Zaidiyah adalah sekte dalam Syi'ah yang mempercayai kepemimpinan Zaid bin Ali bin Husein Zainal Abidin setelah kepemimpinan Husein bin Ali. Mereka tidak mengakui kepemimpinan Ali bin Husein Zainal Abidin seperti yang diakui sekte imamiyah, karena menurut mereka Ali bin Husein Zainal Abidin dianggap tidak memenuhi syarat sebagai pemimpin. Dalam Zaidiyah, seseorang dianggap sebagai imam apabila memenuhi lima kriteria, yakni: keturunan Fatimah binti Muhammad SAW, berpengetahuan luas tentang agama, zahid (hidup hanya dengan beribadah), berjihad dihadapan Allah SWT dengan mengangkat senjata dan berani. Sekte Zaidiyah mengakui keabsahan khalifah atau imamah Abu Bakar As-Sidiq dan Umar bin Khattab. Dalam hal ini, Ali bin Abi Thalib dinilai lebih tinggi dari pada Abu Bakar dan Umar bin Khattab. Oleh karena itu sekte Zaidiyah ini dianggap sekte Syi'ah yang paling dekat dengan sunnah.[11] Disebut juga Lima Imam dinamakan demikian sebab mereka merupakan pengikut Zaid bin 'Ali bin Husain bin 'Ali bin Abi Thalib. Mereka dapat dianggap moderat karena tidak menganggap ketiga khalifah sebelum 'Ali tidak sah. Urutan imam mereka yaitu:

1. Ali bin Abi Thalib (600–661), juga dikenal dengan Amirul Mukminin

2. Hasan bin Ali (625–669), juga dikenal dengan Hasan al-Mujtaba

3. Husain bin Ali (626–680), juga dikenal dengan Husain asy-Syahid

4. Ali bin Husain (658–713), juga dikenal dengan Ali Zainal Abidin

5. Zaid bin Ali (658–740), juga dikenal dengan Zaid bin Ali asy-Syahid, adalah anak Ali bin Husain dan saudara tiri Muhammad al-Baqir.

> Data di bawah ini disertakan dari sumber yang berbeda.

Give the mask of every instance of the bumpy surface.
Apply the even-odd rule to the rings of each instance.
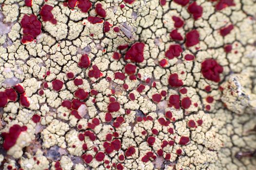
[[[0,4],[0,169],[255,170],[255,0]]]

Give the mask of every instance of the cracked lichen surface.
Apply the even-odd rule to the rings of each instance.
[[[0,5],[0,169],[255,169],[255,0]]]

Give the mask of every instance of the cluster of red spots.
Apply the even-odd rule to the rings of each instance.
[[[2,146],[3,148],[8,151],[16,143],[19,136],[22,132],[27,130],[26,126],[20,126],[18,124],[13,125],[10,128],[9,132],[3,132],[2,136],[4,139]]]
[[[174,40],[181,41],[183,40],[183,37],[181,36],[180,33],[178,32],[177,30],[173,30],[170,33],[171,38]]]
[[[199,43],[199,34],[196,30],[193,30],[186,34],[186,46],[190,47]]]
[[[208,59],[201,63],[201,72],[207,80],[218,82],[220,81],[219,74],[223,71],[223,68],[220,66],[216,60]]]
[[[104,32],[108,32],[110,30],[110,23],[108,21],[106,21],[104,23]]]
[[[25,0],[25,5],[26,6],[32,6],[32,0]]]
[[[183,83],[181,80],[178,79],[177,73],[172,74],[169,76],[169,85],[173,87],[178,87],[183,85]]]
[[[5,106],[8,100],[15,102],[17,99],[17,94],[13,88],[7,88],[4,91],[0,92],[0,107]]]
[[[107,154],[110,154],[114,150],[118,151],[121,148],[121,142],[118,139],[115,139],[110,143],[104,142],[103,146],[105,148],[105,152]]]
[[[171,122],[169,120],[166,120],[163,118],[160,118],[158,120],[158,123],[162,126],[168,126]]]
[[[163,59],[161,59],[160,61],[159,61],[159,65],[160,66],[161,66],[162,68],[165,67],[168,64],[168,62],[167,60],[164,58]]]
[[[90,154],[86,154],[84,153],[81,156],[81,157],[86,164],[90,163],[93,159],[93,156]]]
[[[32,116],[31,119],[35,123],[37,123],[40,122],[41,117],[38,114],[35,114]]]
[[[219,0],[215,6],[215,9],[219,11],[226,8],[228,6],[235,6],[236,3],[234,0]]]
[[[94,129],[95,127],[97,126],[100,123],[99,119],[97,118],[94,118],[92,120],[92,122],[88,122],[87,126],[88,128]]]
[[[136,72],[136,66],[128,63],[124,66],[124,71],[128,75],[132,75]]]
[[[184,97],[181,100],[181,107],[184,109],[188,109],[191,105],[192,102],[188,97]]]
[[[21,39],[23,44],[32,41],[41,32],[41,22],[34,14],[24,15],[20,24],[23,29],[23,35]]]
[[[193,16],[195,19],[197,20],[202,17],[203,8],[197,4],[196,1],[190,4],[188,7],[188,12]]]
[[[174,27],[176,28],[182,27],[184,25],[184,21],[179,17],[173,16],[172,19],[174,21]]]
[[[121,58],[121,54],[118,52],[115,52],[113,53],[112,58],[115,60],[118,60],[120,59],[120,58]]]
[[[97,66],[93,65],[93,69],[89,71],[88,75],[89,77],[94,77],[96,79],[98,79],[101,77],[103,74],[100,72]]]
[[[192,61],[195,59],[195,56],[192,54],[186,54],[184,58],[187,61]]]
[[[62,88],[63,83],[62,81],[56,79],[52,82],[53,89],[57,91],[59,91]]]
[[[147,162],[149,161],[150,158],[152,158],[155,160],[157,158],[157,156],[154,155],[153,152],[149,152],[141,158],[141,161],[143,162]]]
[[[90,61],[87,54],[82,55],[79,63],[78,63],[78,66],[81,68],[87,68],[90,66]]]
[[[123,0],[123,1],[125,3],[129,3],[129,4],[132,4],[135,0]]]
[[[189,120],[188,121],[187,124],[188,124],[188,127],[189,128],[194,128],[197,127],[197,125],[196,125],[196,122],[193,120]]]
[[[116,119],[116,121],[113,122],[113,126],[117,128],[120,127],[120,125],[123,123],[125,121],[124,119],[121,116],[118,116]]]
[[[106,17],[106,11],[103,9],[101,3],[97,3],[95,7],[95,12],[99,17]]]
[[[176,109],[180,108],[179,96],[177,94],[173,94],[169,98],[169,106],[174,106]]]
[[[224,47],[224,50],[226,53],[230,52],[232,50],[232,45],[231,44],[228,44],[225,46],[225,47]]]
[[[42,17],[43,21],[50,21],[53,24],[57,23],[57,20],[54,18],[53,15],[52,14],[52,10],[53,7],[47,4],[43,6],[40,13],[39,13]]]
[[[136,89],[136,90],[139,93],[141,93],[143,90],[145,89],[145,85],[139,85],[139,86]]]
[[[125,152],[125,156],[127,157],[131,156],[135,153],[135,148],[133,146],[130,146]]]
[[[154,94],[152,95],[152,100],[156,102],[159,102],[162,100],[162,96],[160,94]]]
[[[178,143],[181,145],[185,145],[189,142],[189,138],[187,136],[181,136]]]
[[[60,167],[60,163],[59,161],[57,161],[54,165],[54,167],[56,170],[62,170]]]
[[[81,100],[83,100],[87,99],[89,96],[89,93],[87,91],[84,91],[81,88],[79,88],[74,93],[74,95],[76,97]]]
[[[131,60],[137,63],[141,63],[144,61],[144,47],[143,43],[137,42],[133,44],[131,48],[125,53],[124,59]]]
[[[179,44],[171,45],[168,50],[165,52],[165,57],[169,59],[172,59],[175,57],[178,57],[182,52],[182,49]]]
[[[87,20],[89,22],[91,22],[93,24],[102,23],[103,21],[102,19],[98,17],[90,16],[88,17]]]
[[[230,33],[231,31],[234,29],[234,25],[230,24],[225,27],[222,28],[219,31],[219,33],[222,36],[225,36]]]
[[[125,79],[125,75],[121,72],[116,72],[115,73],[115,79],[124,80]]]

Pokok-pokok ajaran Syi’ah Zaidiyah, terdiri dari beberapa hal. Diantaranya:

a. Ilmu al-Faidh al-Ilahi, yang Allah melimpahkannya pada imam. Maka dengan itu imam-imam, mempunyai kedudukan di atas manusia pada umumnya dan beilmu belebihi manusia lainnya. Mereka secara khusus mempunyai ilmu yang tidak dimiliki orang lain. Baginya mengetahui ilmu Syari’at melebihi apa yang diketahui.

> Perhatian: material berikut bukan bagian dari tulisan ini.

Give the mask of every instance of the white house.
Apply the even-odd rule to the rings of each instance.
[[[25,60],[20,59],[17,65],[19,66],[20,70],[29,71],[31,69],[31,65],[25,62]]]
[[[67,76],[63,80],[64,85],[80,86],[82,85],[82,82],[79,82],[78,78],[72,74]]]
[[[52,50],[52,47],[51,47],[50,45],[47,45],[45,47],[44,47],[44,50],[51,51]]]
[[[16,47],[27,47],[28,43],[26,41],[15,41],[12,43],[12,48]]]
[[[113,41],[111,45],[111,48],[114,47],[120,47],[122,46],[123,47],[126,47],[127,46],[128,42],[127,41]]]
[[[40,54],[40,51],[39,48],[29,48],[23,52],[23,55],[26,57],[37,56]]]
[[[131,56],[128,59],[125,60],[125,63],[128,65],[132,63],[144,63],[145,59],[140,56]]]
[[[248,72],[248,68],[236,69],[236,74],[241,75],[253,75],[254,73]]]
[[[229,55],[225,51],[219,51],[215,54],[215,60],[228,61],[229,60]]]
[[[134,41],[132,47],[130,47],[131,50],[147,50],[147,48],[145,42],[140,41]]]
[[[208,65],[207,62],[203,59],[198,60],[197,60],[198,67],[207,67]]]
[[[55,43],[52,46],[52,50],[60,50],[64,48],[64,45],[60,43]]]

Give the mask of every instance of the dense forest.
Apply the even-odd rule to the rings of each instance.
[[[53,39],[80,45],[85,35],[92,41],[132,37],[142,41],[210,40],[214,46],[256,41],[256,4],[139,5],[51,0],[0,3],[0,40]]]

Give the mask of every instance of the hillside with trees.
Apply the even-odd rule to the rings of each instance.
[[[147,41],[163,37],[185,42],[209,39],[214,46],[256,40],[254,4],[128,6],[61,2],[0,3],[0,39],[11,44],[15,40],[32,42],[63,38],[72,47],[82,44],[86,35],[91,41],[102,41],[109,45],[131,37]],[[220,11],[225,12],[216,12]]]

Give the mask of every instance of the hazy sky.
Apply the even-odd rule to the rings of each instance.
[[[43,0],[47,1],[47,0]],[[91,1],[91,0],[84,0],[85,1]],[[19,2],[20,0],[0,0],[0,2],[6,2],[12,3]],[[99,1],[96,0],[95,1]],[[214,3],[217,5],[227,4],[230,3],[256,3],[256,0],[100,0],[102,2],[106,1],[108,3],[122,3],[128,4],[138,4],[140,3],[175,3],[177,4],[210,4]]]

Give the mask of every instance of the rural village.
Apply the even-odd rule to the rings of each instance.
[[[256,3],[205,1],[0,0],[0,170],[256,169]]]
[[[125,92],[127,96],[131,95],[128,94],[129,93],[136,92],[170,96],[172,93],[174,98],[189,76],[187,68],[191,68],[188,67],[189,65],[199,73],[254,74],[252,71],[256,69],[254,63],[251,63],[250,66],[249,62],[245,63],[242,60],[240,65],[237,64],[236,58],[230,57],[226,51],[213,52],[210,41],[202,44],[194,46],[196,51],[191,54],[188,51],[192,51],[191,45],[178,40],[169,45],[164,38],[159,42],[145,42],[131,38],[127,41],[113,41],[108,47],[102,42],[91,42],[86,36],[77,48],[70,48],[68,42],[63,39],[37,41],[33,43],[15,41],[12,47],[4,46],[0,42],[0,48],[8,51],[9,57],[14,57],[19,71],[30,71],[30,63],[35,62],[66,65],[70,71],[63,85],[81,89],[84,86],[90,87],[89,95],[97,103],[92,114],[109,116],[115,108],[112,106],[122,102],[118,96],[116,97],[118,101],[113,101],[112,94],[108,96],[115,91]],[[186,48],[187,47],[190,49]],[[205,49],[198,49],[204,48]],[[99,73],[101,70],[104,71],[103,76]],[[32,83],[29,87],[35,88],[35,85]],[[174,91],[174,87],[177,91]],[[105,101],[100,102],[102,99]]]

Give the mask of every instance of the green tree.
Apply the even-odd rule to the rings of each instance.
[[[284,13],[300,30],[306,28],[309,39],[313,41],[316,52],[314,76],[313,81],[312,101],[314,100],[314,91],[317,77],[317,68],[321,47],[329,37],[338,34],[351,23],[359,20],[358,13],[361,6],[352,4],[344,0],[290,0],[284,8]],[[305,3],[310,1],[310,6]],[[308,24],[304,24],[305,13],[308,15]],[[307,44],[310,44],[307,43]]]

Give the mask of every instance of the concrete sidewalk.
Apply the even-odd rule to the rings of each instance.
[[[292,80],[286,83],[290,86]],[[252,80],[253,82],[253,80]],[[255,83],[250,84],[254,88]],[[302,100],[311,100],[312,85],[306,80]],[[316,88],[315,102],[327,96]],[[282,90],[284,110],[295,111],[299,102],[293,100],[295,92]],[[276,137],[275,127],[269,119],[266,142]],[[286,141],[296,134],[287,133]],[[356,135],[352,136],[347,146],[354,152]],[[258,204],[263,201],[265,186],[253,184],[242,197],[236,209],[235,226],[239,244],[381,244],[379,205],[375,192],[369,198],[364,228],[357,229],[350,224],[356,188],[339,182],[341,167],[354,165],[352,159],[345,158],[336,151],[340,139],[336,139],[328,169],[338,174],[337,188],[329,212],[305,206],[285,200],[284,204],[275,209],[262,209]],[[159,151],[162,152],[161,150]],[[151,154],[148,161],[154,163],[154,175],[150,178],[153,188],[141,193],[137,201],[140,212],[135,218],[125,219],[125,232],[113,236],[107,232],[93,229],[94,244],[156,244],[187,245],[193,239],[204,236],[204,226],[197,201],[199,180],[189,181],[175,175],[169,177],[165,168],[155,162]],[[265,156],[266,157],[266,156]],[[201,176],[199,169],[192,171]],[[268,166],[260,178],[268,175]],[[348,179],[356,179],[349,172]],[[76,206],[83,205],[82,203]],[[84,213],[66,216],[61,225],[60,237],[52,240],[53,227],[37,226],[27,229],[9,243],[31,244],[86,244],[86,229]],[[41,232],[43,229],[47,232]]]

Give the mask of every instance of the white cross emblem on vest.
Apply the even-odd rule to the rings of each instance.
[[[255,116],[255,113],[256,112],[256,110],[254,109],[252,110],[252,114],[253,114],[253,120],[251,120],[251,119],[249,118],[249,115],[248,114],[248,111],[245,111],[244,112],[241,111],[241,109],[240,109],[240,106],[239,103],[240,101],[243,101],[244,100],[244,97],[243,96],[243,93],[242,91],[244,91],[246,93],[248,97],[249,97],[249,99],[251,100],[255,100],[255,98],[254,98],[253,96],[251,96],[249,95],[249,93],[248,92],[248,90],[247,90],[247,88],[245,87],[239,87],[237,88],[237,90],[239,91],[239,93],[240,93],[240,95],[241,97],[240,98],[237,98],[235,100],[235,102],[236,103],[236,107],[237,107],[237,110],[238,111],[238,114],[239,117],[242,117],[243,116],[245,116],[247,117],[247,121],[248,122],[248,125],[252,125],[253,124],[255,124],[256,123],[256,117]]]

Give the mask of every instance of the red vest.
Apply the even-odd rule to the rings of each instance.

b. Sesungguhnya iman itu tidak harus tampak dan di kenal masyarakat, tetapi boleh jadi samar bersembunyi. Namun demikian tetap harus ditaati. Dialah al-Mahdi yang member petunjuk kepada manusia, sekalipun dia tidak tampak pada beberapa waktu. Dia tentu muncul, dan hari kiamat tidak akan dating sampai al-Mahdi itu muncul, memenuhi bumi ini dengan keadilan, sebagaimana kejahatan dan kezaliman telah merajalela.

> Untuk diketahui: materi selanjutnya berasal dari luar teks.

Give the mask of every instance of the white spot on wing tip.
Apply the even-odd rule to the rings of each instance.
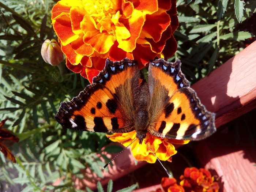
[[[193,133],[192,134],[192,135],[191,135],[191,136],[194,139],[196,139],[197,137],[197,136],[198,135],[200,134],[201,133],[201,131],[198,131],[196,132],[195,132]]]
[[[77,127],[77,125],[75,123],[73,119],[72,119],[72,118],[70,119],[69,119],[69,122],[71,124],[72,128],[74,128],[76,127]]]
[[[180,78],[179,76],[178,75],[177,75],[176,76],[176,80],[177,81],[178,81],[179,80],[180,80]]]
[[[116,67],[115,66],[110,67],[110,68],[111,69],[111,71],[114,72],[115,70],[116,69]]]

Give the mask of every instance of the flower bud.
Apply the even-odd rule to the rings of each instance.
[[[46,39],[42,45],[41,55],[45,62],[58,65],[63,60],[63,55],[58,43],[54,39]]]

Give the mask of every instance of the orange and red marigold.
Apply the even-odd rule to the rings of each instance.
[[[128,133],[114,133],[106,136],[112,141],[119,142],[127,147],[136,139],[136,132],[134,130]],[[132,152],[137,160],[146,161],[150,163],[154,163],[157,160],[157,158],[152,151],[160,160],[171,162],[172,156],[177,153],[173,144],[185,144],[189,142],[188,140],[176,140],[161,138],[152,135],[148,133],[147,133],[144,141],[147,143],[147,144],[144,142],[140,144],[138,139],[133,142],[130,145]]]
[[[159,188],[155,192],[218,192],[219,188],[214,177],[205,169],[187,167],[180,179],[178,185],[174,178],[162,178],[163,191]]]
[[[172,56],[176,13],[175,0],[61,0],[52,19],[67,67],[91,82],[107,58],[127,57],[142,68]]]

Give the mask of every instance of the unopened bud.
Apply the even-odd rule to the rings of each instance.
[[[41,55],[45,62],[52,66],[58,65],[63,60],[63,54],[58,43],[54,39],[46,39],[42,45]]]

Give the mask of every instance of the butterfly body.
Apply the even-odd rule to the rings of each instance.
[[[147,133],[199,140],[216,131],[215,114],[205,109],[180,69],[179,61],[150,62],[148,83],[136,61],[107,59],[104,69],[79,95],[62,102],[55,118],[64,127],[106,133],[135,130],[141,144]]]

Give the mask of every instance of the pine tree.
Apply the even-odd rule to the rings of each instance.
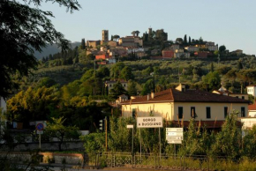
[[[86,48],[86,41],[85,41],[85,39],[82,39],[82,41],[81,41],[81,48],[82,49],[85,49]]]
[[[186,39],[186,34],[184,34],[184,44],[187,44],[187,39]]]

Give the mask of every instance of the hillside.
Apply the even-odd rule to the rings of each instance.
[[[73,49],[76,46],[79,46],[80,42],[72,42],[71,43],[72,48]],[[35,51],[34,56],[37,59],[41,59],[43,56],[47,56],[50,54],[56,54],[60,52],[61,49],[57,48],[56,44],[48,45],[46,48],[42,48],[42,52],[40,53],[39,51]]]

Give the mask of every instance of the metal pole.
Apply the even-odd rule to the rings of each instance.
[[[161,159],[161,132],[159,128],[159,159]]]
[[[41,150],[41,134],[39,134],[39,149]]]
[[[132,128],[132,156],[133,156],[133,128]]]
[[[108,152],[108,120],[107,116],[105,116],[105,132],[106,132],[106,152]]]
[[[140,144],[140,159],[141,159],[141,129],[139,128],[139,144]]]

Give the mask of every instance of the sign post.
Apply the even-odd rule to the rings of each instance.
[[[127,124],[126,128],[132,129],[132,156],[133,155],[133,124]]]
[[[161,116],[155,117],[137,117],[137,128],[159,128],[159,156],[161,158],[161,131],[162,128],[162,118]],[[141,154],[141,151],[140,151]]]
[[[166,140],[168,144],[182,144],[183,128],[166,128]]]

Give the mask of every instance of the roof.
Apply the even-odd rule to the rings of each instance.
[[[252,105],[248,105],[248,110],[256,110],[256,103],[254,102]]]
[[[248,86],[256,86],[256,85],[249,85]],[[248,86],[246,86],[246,87],[248,87]]]
[[[106,83],[106,84],[112,84],[112,83],[115,84],[115,83],[117,83],[117,81],[118,81],[118,80],[117,80],[117,81],[116,81],[116,80],[109,80],[109,81],[106,81],[105,83]],[[128,83],[127,81],[124,81],[124,80],[119,80],[119,82],[120,82],[120,83]]]
[[[124,101],[123,104],[136,103],[160,103],[160,102],[217,102],[217,103],[249,103],[249,100],[235,97],[223,96],[201,90],[185,90],[181,92],[176,89],[168,89],[156,93],[154,99],[149,95]]]
[[[195,126],[196,127],[204,127],[206,126],[206,128],[221,128],[222,126],[222,124],[225,123],[225,121],[220,121],[220,120],[216,120],[216,121],[195,121]],[[188,127],[190,122],[189,121],[184,121],[182,123],[182,121],[173,121],[172,122],[173,125],[175,126],[181,126],[183,125],[184,127]],[[237,126],[242,126],[241,122],[237,121],[236,124]]]

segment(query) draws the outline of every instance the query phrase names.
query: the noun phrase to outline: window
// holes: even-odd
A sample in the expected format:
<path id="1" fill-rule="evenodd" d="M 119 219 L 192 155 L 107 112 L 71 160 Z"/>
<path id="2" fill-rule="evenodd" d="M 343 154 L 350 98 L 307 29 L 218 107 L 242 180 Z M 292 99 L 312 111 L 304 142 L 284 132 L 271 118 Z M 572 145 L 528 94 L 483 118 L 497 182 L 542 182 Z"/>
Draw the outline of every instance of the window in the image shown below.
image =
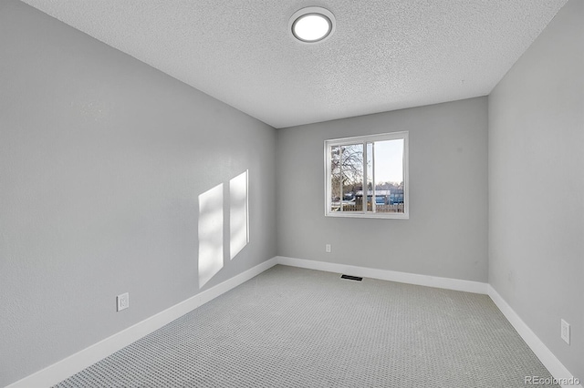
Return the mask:
<path id="1" fill-rule="evenodd" d="M 326 140 L 325 177 L 327 216 L 408 219 L 408 132 Z"/>

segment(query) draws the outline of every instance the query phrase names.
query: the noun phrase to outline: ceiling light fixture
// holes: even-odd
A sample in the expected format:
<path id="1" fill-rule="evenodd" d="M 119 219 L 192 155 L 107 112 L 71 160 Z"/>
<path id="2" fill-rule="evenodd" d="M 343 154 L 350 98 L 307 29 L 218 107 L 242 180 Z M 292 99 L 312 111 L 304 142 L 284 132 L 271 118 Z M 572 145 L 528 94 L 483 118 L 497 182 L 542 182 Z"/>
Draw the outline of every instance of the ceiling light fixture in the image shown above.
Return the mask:
<path id="1" fill-rule="evenodd" d="M 319 6 L 302 8 L 290 17 L 288 31 L 300 42 L 322 42 L 335 31 L 335 16 Z"/>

c. Sesungguhnya imam itu tidak bertanggungjawab di hadapan siapa pun. Seorang pun tidak boleh menyalahkannya, apa pun yang diperbuatnya. Masyarakat harus membenarkan bahwa apa yang diperbuatnya adalah baik, tidak ada kejelekan sedikitpun. Sebab imam mempunyai ilmu yang tidak dapat dicapai orang lain. Karena itulah mereka menetapkan bahwa imam itu ma’shum.[12]

3. Al-Imamiyah

Imamiyah adalah golongan yang meyakini bahwa nabi Muhammad SAW telah menunjuk Ali bin Abi Thalib sebagai imam pengganti dengan penunjukan yang jelas dan tegas. Oleh karena itu, mereka tidak mengakui keabsahan kepemimpinan Abu Bakar, Umar, maupun Utsman. Bagi mereka persoalan imamah adalah salah suatu persoalan pokok dalam agama atau ushuludin. Sekte imamah pecah menjadi beberapa golongan. Golongan yang besar adalah golongan Isna' Asyariyah atau Syi'ah dua belas. Golongan terbesar kedua adalah golongan Isma'iliyah. Golongan Isma'iliyah berkuasa di Mesir dan Baghadad.[13] Disebut juga Tujuh Imam. Dinamakan demikian sebab mereka percaya bahwa imam hanya tujuh orang dari 'Ali bin Abi Thalib, dan mereka percaya bahwa imam ketujuh ialah Isma'il. Urutan imam mereka yaitu:

1. Ali bin Abi Thalib (600–661), juga dikenal dengan Amirul Mukminin

2. Hasan bin Ali (625–669), juga dikenal dengan Hasan Al-Mujtaba

3. Husain bin Ali (626–680), juga dikenal dengan Husain Asy-Syahid

4. Ali bin Husain (658–713), juga dikenal dengan Ali Zainal Abidin

5. Muhammad bin Ali (676–743), juga dikenal dengan Muhammad Al-Baqir

6. Ja'far bin Muhammad bin Ali (703–765), juga dikenal dengan Ja'far Ash Shadiq

7. Ismail bin Ja'far (721 – 755), adalah anak pertama Ja'far ash-Shadiq dan kakak Musa al-Kadzim.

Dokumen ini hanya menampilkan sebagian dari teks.